From the mastermind of beat scientist Makaya McCraven comes the career-defining album In These Times, a stunning musical display of organic beat music carefully created over seven years of work by the Chicago-based percussionist, composer, and producer. McCraven’s work simultaneously ushers in a new wave of jazz music while paying tributes to the roots of the genre.
The album begins with a sound you’ll likely produce on your own when you reach the end – applause. Within the first minute, we hear the only vocals of the record share its theme: “I never want to be known as anybody opposed to progress,” the voice says. McCraven never will be. The eponymous track continues with back and forth from percussively chaotic to dreamy and melodic, a motif heard throughout the entire album.

We have the pleasure of hearing what jazz is to McCraven, and we gain insight as to what the future of jazz is with new technology. In These Times is a reminder that we don’t have to reserve synthesisers for pop artists – any musician can make good use of it, and if their work is even remotely close in quality to McCraven’s, more artists should.
If you worry the album strays too far from pure jazz – don’t. Listen to tracks like “Lullaby,” a song full of beautiful instrumentational riffs, and “This Place That Place,” a fabulous example of how new and old can be married to produce something jazz fans of any age can appreciate.

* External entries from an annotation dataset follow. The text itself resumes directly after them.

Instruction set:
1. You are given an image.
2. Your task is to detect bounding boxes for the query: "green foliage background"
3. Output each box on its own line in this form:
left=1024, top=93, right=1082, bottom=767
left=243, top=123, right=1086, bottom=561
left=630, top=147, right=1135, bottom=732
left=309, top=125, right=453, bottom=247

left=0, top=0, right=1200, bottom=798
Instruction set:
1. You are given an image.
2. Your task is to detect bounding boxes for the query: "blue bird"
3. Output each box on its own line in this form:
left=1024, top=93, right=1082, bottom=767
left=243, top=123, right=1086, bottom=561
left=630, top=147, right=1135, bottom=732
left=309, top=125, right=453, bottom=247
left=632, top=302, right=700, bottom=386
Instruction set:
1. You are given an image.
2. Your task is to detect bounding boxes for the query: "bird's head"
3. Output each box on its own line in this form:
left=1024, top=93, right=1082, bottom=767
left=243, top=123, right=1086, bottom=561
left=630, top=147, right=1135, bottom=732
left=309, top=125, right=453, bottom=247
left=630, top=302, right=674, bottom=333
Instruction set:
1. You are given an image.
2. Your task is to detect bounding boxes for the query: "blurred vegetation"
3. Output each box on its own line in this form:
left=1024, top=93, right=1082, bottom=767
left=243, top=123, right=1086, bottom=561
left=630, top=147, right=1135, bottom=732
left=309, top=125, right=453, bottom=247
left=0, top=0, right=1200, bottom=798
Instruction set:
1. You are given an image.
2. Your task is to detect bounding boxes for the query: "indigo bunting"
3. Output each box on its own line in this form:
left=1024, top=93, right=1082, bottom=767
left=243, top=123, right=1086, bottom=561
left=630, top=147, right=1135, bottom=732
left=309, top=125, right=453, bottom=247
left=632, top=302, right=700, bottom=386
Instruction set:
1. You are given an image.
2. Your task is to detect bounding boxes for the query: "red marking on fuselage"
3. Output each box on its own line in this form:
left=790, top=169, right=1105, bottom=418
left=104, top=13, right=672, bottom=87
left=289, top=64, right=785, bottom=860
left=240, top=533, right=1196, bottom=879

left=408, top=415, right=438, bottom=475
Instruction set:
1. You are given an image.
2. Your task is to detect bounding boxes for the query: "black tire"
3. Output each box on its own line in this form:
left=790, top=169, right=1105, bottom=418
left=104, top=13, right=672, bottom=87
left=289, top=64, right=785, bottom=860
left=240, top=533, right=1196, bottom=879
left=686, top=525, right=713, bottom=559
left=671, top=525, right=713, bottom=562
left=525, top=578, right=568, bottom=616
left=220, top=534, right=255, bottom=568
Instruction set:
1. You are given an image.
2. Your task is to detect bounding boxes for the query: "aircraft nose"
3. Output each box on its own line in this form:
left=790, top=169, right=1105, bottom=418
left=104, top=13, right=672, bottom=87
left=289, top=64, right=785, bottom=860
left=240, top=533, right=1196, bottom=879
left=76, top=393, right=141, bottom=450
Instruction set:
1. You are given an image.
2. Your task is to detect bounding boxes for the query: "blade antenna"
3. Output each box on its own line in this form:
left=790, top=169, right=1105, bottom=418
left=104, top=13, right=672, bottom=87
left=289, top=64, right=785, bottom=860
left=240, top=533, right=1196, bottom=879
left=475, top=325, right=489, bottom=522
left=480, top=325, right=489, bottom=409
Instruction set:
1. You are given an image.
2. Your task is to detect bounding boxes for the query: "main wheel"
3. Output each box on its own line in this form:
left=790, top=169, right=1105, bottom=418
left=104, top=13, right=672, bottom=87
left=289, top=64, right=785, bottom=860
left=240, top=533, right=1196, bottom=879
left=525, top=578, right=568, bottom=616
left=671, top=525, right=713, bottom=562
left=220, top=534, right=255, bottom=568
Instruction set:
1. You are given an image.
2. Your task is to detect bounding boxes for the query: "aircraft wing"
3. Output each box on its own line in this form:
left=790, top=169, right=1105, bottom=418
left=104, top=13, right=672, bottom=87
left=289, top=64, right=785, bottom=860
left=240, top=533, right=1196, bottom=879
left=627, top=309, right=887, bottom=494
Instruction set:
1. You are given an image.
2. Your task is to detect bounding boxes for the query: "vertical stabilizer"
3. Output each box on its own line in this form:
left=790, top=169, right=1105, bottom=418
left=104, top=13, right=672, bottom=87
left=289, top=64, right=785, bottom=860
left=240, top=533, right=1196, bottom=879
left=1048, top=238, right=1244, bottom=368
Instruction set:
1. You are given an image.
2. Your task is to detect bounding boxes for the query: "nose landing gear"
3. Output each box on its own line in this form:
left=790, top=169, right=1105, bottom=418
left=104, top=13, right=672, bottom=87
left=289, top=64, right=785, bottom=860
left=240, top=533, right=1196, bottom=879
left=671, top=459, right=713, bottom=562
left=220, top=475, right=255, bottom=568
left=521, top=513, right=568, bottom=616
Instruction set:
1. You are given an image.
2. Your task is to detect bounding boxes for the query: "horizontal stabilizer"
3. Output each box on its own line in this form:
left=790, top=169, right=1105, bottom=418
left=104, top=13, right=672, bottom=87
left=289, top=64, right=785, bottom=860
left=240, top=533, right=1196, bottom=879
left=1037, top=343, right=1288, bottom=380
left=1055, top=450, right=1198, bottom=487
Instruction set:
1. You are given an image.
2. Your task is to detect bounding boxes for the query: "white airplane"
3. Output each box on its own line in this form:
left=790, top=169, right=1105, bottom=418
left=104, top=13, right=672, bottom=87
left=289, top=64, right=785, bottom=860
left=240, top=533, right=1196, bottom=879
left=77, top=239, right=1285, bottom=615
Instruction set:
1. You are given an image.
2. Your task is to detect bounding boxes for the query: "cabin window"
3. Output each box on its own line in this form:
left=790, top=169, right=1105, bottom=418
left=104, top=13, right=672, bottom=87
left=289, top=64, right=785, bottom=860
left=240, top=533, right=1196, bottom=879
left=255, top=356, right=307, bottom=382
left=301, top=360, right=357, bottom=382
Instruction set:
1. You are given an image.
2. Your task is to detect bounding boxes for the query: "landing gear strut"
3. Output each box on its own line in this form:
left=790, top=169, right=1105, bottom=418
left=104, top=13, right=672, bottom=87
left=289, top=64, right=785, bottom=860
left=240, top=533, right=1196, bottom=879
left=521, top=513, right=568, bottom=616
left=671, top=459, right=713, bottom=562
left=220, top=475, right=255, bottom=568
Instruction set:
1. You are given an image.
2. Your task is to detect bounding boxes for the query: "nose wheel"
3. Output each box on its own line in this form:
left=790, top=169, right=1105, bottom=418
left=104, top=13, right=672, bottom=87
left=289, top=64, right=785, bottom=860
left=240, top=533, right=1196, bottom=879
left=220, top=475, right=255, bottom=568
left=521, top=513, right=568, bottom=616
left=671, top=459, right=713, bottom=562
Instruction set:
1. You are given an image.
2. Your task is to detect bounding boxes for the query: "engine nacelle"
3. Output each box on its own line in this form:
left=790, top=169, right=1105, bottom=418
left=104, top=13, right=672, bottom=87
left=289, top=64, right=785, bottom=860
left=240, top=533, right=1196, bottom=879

In These Times is an epic soundscape few are capable of engineering. Jazz is about pushing boundaries and reminding us that music can be whatever we want it to be, which is exactly what this album does. Some tracks, like the lead and “High Fives,” contain more traditional elements of the genre, like sax and piano riffs and high hats, but each song on the record is imbued with the modernity that makes McCraven such an innovator. New and fresh, classic and ageless, In These Times is exactly what jazz music needed.